Innovating on Web Monetization: Coil and Firefox Reality - stareatgoats
https://hacks.mozilla.org/2020/03/web-monetization-coil-and-firefox-reality/
======
westurner
Coil: $5/mo, Content creators get a proportional cut of that amount according
to what is browsed with the browser extension enabled or the Puma browser, and
Private: No Tracking

> _Coil sends payments via the Interledger Protocol, which allows any currency
> to be used for sending and receiving._

[https://github.com/coilhq](https://github.com/coilhq)

It looks like the Web Monetization API is not yet listed on the Website
Monetization Wikipedia page:
[https://en.wikipedia.org/wiki/Website_monetization](https://en.wikipedia.org/wiki/Website_monetization)

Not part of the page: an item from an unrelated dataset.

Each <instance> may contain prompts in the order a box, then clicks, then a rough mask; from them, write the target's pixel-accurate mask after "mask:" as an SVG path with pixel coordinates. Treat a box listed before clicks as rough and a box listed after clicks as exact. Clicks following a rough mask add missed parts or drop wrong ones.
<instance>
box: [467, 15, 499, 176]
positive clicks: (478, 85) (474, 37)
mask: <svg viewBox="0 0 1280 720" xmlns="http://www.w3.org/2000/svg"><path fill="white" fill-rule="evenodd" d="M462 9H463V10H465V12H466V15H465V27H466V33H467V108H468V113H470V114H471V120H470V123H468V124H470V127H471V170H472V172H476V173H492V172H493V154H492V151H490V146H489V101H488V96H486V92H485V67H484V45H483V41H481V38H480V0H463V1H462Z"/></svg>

Quoting from earlier this week:

> _Web Monetization API (ILP: Interledger Protocol)_

>> _A JavaScript browser API which allows the creation of a payment stream
from the user agent to the website._

>> _Web Monetization is being proposed as a #W3C standard at the Web Platform
Incubator Community Group._

> _[https://webmonetization.org/](https://webmonetization.org/) _

> _Interledger: Web Monetization API[https://interledger.org/rfcs/0028-web-
> monetization/](https://interledger.org/rfcs/0028-web-monetization/) _